Quantitative measurement of performance allows you to be objective in gauging performance.

Be wary, a large boundary to successful supplier performance management is the lack of risk management, or neglecting that risk exists. Risks will materialize in the supply chain, and understanding that it is a fact of every supplier relationship will add stability — should emergencies arise. Part of managing performance of a supplier is agreeing upon what, in fact, happens under abnormal circumstances. Drawing up contingencies within a performance-based agreement/planning for potential catastrophe is equally as important as the actual delivery.

Consolidate your Supplier Base


Now that you’re firing on all cylinders it’s time to let the activity of your supplier performance drive profitability and savings.

By focusing on strategic supplier partnerships, you’ll be able to locate the relationships that are less key to your overall value chain, and eliminate them.

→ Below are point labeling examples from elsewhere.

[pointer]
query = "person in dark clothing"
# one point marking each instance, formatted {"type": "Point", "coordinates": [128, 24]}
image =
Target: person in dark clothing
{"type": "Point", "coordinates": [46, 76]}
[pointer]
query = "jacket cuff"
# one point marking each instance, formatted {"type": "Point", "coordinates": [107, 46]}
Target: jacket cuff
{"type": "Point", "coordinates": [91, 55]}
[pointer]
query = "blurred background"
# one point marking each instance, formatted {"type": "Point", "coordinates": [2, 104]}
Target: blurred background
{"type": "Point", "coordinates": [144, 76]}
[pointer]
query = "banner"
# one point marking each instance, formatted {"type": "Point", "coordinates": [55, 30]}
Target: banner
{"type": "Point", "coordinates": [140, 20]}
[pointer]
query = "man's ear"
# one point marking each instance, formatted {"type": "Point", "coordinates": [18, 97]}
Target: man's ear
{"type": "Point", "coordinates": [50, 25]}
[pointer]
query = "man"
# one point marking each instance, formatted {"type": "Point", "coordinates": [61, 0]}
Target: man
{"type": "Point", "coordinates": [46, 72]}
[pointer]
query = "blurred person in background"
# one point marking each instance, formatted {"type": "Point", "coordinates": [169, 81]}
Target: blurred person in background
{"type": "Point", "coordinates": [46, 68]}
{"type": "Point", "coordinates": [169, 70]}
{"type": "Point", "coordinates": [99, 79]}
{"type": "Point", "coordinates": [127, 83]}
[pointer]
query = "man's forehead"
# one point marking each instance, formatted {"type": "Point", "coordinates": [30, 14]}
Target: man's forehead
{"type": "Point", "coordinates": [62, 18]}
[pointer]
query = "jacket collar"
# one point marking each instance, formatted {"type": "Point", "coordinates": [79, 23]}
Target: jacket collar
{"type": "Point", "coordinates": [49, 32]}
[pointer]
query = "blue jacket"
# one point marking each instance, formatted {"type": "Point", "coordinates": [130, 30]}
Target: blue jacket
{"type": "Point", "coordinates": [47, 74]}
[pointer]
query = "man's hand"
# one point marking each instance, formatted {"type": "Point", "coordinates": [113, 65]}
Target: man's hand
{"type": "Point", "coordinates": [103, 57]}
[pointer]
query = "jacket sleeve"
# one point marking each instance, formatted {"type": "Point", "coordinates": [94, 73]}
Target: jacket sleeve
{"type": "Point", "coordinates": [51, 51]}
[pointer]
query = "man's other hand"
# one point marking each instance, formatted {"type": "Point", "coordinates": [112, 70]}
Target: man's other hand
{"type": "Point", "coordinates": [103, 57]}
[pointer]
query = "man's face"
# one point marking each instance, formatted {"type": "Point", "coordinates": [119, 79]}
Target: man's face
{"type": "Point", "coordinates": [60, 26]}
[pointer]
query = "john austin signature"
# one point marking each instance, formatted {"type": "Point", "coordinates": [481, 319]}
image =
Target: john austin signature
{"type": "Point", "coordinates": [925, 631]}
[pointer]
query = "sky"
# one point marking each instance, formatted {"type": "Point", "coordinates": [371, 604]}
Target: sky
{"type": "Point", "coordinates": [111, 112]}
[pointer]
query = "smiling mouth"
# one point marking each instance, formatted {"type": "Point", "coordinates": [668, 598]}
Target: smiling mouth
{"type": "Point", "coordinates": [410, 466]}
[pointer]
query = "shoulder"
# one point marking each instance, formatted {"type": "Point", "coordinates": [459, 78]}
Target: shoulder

Consolidation of the supplier base will add multiple benefits to your organization, such as:

· Risk-Aversion: Fewer suppliers = fewer bottom-tier suppliers or sub-suppliers, that are often non-compliant and hard to govern.

· Reduction of Costs: Having contracts with fewer suppliers will consolidate your paper trail, and give you more control over billing. Subsequently, orders will be easier to track and will require fewer hours of administrative work.

· Shared Vision: As mentioned in the section ‘Align your Organizations’, communication of your vision and goals are important when creating positive supplier relationships. By managing fewer, key, suppliers you’ll spend less time concerned about service and have more time to develop supplier partnerships into strategic accounts.

· Better Quality and Innovation: Narrowed responsibilities allow you, and your supplier partners, to play to strengths. Removing the stress of losing your organization’s business will remove stress from the suppliers’ production, giving them time to focus on quality and innovation.

What have we learned?


To review the main points of this post:

1. Define your supplier relationships. What is the purpose of the collaboration?

2. Communicate your goals and vision. Align your organizations within a common destination, and then you’ll have something to work towards- together.

3. Have the technology to back it up. This is 2018… Don’t be naïve, and think that you can create key supplier relationships without proper tools. Find the solutions that fit your needs. There are thousands of vendors on the market. Start doing your research, and requesting some demos!

4. Find areas for wins. Whether it’s improvements of an incremental, or organizational-wide, impact leverage your supplier relationships to your organization’s benefit. Locate the opportunities, but don’t exploit them.

5. Supplier performance management can ensure that supplier relationships are driving top-line value and profitability.

6. Consolidate your supplier base. Quality over quantity.